I just discovered that the Chinese shop across from my office offers Szechuan style roasted peanuts, a personal favorite the unavailability of which has plagued me for years.
@Danu I hadn't heard of that result by that name, but it's the contrapositive that's important. Namely a symmetric op with domain = whole space is unbounded
So you have to work with unbounded operators
(I read the wiki article a few hours ago so maybe they said it that way, not sure)
i meant bounded above, actually
It's automatically bounded. So you have to work with densely defined operators.
@0celo7 I'm pretty sure you're trolling me---in either case the use of the word "fuck" has been discussed before. I'm pretty sure that, as long as you do not use directly at a person (like "fuck you" or "you're a fucking moron"), it's not a problem.

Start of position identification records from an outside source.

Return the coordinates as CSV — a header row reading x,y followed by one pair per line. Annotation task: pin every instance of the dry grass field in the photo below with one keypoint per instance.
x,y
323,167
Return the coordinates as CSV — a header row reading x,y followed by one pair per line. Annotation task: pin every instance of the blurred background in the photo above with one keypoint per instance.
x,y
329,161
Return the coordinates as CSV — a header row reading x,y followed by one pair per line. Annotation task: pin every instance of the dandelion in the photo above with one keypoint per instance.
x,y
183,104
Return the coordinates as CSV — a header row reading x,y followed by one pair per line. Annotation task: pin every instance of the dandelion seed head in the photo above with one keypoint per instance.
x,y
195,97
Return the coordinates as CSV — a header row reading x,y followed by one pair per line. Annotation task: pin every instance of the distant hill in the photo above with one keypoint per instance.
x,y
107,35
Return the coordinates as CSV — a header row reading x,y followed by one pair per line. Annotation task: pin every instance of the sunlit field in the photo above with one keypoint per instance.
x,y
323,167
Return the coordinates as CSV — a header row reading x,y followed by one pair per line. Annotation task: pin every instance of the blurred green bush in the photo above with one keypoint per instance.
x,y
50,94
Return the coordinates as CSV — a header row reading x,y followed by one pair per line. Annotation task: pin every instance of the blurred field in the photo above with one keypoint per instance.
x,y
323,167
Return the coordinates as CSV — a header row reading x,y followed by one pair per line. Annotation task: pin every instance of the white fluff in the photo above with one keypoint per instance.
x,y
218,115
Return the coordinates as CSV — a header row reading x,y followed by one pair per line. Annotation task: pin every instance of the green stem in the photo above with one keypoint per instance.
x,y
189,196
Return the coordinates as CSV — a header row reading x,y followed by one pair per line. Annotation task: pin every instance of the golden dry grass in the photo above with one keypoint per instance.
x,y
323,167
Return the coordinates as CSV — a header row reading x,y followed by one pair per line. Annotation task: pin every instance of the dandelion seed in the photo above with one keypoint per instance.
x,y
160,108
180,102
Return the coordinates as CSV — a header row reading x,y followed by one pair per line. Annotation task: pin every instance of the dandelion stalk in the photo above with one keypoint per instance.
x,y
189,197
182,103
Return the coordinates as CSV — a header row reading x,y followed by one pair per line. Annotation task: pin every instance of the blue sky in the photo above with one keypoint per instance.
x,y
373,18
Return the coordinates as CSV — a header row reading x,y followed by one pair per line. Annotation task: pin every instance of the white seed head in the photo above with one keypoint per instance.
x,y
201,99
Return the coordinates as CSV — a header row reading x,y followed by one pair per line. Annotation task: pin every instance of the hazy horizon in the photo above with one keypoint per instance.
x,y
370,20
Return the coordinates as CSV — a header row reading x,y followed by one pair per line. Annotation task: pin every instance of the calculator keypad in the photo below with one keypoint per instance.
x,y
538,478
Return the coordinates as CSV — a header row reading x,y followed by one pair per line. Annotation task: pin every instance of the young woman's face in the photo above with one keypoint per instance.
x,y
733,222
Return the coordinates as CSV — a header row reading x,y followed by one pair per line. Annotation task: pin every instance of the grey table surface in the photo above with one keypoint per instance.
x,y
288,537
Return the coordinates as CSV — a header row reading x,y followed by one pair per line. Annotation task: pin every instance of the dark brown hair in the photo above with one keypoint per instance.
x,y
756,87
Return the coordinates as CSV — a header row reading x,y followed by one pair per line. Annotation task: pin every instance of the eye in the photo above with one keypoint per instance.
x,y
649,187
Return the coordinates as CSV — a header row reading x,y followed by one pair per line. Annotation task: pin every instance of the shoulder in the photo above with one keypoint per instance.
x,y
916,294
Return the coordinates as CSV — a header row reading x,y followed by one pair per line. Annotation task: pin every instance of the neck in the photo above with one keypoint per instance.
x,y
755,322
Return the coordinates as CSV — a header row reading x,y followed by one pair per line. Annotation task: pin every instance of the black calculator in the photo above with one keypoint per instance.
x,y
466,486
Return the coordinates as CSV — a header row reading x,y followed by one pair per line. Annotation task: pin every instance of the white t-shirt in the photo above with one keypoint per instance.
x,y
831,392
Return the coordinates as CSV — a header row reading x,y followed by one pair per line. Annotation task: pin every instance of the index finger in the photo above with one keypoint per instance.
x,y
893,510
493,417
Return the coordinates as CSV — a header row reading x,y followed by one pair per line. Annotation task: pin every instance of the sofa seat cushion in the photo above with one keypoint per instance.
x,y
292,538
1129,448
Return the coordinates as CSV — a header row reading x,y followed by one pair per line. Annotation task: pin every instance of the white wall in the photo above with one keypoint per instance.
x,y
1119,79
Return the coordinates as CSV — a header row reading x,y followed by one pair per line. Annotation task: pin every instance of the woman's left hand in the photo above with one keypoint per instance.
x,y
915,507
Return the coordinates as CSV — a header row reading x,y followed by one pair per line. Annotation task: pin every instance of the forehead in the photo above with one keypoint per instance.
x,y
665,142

If you use the word "fucking" in the above sense "[X] is fucking awesome" (where X is not a potentially offensive thing---something like "linear algebra", maybe?) I'm pretty sure you're going to be okay
Hopefully, after next semester, I will understand PDEs algebraically :P (there's a course on D-modules here, but we didn't make it to actually learning how they encode differential equations this semester)
@Danu I'm currently trying to understand elliptic regularity on manifolds. The problem is that the literature has a bad habit of referencing books that do PDE on $\Bbb R^n$.
Of course, you can say "work in charts," but there's a lot of details swept under the rug in that statement.
@Danu Consider that the existence of zero modes of the Laplacian is a global property (each zero mode is a harmonic form, hence a distinct cohomology class) and you see that PDEs contain highly non-local information
@Danu So there's two parts. The first is figuring out if your PDE has any weak solutions. The second part is figuring out if the weak solution is in fact regular.